Des rapports récents indiquent que le gouvernement britannique pourrait introduire un programme de mobilité des jeunes de style Australie pour les citoyens de l'UE dans le cadre des efforts de réinitialisation des relations post-Brexit. La décision pourrait avoir des implications importantes pour le secteur de l'hôtellerie qui a été confronté à des défis de recrutement depuis le Brexit.
Des milliers de jeunes travailleurs et étudiants de l'UE, âgés de 18 à 30 ans, pourraient venir vivre et travailler au Royaume-Uni dans le cadre du programme, ce qui pourrait potentiellement être une aubaine de recrutement pour le secteur de l'hôtellerie britannique. Le programme permettrait aux travailleurs de l'UE de rester pendant deux ans, avec une possibilité d'une prolongation d'un an.
Au milieu de l'annonce d'un programme potentiel par l'UE en avril dernier, les dirigeants hôteliers étaient très désireux de voir l'initiative introduite. Kate Nicholls, directrice générale de Ukhospitality (UKH), a été l'un de ce refrain qui pensait que le programme aurait un impact positif sur le commerce. Nicholls était heureux d'entendre que le gouvernement de Keir Starmer envisage maintenant également la mise en œuvre du programme.

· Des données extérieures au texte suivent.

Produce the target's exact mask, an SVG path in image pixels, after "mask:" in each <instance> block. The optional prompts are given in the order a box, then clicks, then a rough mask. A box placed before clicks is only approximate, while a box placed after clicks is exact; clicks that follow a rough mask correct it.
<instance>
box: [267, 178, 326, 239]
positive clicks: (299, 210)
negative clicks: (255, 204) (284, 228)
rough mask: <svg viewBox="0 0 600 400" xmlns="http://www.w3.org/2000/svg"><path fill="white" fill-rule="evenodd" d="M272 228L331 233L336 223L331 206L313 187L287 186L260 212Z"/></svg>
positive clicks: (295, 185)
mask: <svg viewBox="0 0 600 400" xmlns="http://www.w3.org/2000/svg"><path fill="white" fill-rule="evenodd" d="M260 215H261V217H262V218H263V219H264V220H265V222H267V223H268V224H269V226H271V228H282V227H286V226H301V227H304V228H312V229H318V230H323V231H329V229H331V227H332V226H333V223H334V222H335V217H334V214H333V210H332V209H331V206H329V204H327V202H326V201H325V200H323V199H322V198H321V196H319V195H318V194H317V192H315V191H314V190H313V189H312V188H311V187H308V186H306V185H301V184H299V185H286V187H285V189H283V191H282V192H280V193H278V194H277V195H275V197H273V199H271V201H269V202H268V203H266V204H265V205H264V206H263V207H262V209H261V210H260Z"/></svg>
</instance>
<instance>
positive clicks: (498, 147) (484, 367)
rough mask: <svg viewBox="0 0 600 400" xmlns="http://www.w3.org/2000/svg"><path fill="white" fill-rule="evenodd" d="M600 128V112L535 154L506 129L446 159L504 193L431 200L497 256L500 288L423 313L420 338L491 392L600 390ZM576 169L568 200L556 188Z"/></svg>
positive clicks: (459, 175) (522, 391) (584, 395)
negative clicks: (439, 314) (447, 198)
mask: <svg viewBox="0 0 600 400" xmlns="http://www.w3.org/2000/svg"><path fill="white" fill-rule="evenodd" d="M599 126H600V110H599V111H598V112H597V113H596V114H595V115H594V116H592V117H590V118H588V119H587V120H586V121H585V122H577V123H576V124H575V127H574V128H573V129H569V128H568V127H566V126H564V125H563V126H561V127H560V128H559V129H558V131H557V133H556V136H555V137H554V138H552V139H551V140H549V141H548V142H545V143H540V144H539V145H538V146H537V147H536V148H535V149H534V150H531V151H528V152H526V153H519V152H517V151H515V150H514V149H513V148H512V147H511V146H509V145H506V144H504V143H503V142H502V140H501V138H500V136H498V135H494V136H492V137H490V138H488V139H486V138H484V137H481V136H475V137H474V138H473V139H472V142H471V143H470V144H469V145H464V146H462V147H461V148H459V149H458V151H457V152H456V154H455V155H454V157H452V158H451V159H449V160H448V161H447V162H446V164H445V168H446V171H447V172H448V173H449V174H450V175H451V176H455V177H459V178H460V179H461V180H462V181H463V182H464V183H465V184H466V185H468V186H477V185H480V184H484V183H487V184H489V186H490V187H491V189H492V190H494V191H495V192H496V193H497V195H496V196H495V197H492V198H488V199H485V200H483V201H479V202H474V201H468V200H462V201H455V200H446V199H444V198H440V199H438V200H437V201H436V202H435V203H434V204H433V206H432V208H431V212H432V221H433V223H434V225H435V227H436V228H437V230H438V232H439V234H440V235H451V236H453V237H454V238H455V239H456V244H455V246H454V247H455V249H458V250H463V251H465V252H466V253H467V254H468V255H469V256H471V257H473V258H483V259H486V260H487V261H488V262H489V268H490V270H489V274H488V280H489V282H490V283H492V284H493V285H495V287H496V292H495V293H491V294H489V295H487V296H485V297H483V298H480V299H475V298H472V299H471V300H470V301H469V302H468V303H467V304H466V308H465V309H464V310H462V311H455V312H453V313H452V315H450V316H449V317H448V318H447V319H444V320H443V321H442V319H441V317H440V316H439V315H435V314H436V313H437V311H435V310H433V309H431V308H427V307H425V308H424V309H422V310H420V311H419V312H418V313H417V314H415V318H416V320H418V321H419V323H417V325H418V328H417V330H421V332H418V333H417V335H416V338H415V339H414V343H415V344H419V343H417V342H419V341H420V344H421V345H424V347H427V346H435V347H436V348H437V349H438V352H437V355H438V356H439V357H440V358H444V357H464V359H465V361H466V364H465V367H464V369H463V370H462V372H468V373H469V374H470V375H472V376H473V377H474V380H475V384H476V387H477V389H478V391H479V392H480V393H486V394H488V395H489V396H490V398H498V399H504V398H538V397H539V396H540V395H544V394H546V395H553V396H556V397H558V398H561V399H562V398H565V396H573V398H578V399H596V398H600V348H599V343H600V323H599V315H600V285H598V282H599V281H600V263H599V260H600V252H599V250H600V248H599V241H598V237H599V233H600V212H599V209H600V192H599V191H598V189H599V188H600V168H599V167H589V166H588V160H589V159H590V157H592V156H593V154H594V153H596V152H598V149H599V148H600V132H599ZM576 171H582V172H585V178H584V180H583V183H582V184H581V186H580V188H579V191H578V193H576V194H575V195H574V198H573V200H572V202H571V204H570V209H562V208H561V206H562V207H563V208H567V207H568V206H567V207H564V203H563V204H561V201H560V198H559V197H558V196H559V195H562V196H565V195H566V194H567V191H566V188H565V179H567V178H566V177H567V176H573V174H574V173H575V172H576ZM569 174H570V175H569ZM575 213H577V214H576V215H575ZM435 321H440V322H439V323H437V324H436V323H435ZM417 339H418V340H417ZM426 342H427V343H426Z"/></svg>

«Ukhospitalité a longtemps appelé le gouvernement à poursuivre des régimes de mobilité des jeunes avec des pays appropriés pour soutenir le secteur de l'hôtellerie et travailler aux côtés de notre main-d'œuvre à prédominance nationale. Une main-d'œuvre élargie détient des avantages élevés pour l'industrie, notamment en aidant à atténuer les pénuries de personnel, à augmenter notre main-d'œuvre nationale, à aider les entreprises à prospérer et à offrir des expériences encore plus riches pour nos clients.
«Cependant, les avantages de ces régimes vont au-delà de l'économie – ils offrent des opportunités de partager diverses cultures, nouvelles techniques et cuisines, qui enrichissent le secteur de l'hôtellerie et nos communautés», a-t-elle commenté.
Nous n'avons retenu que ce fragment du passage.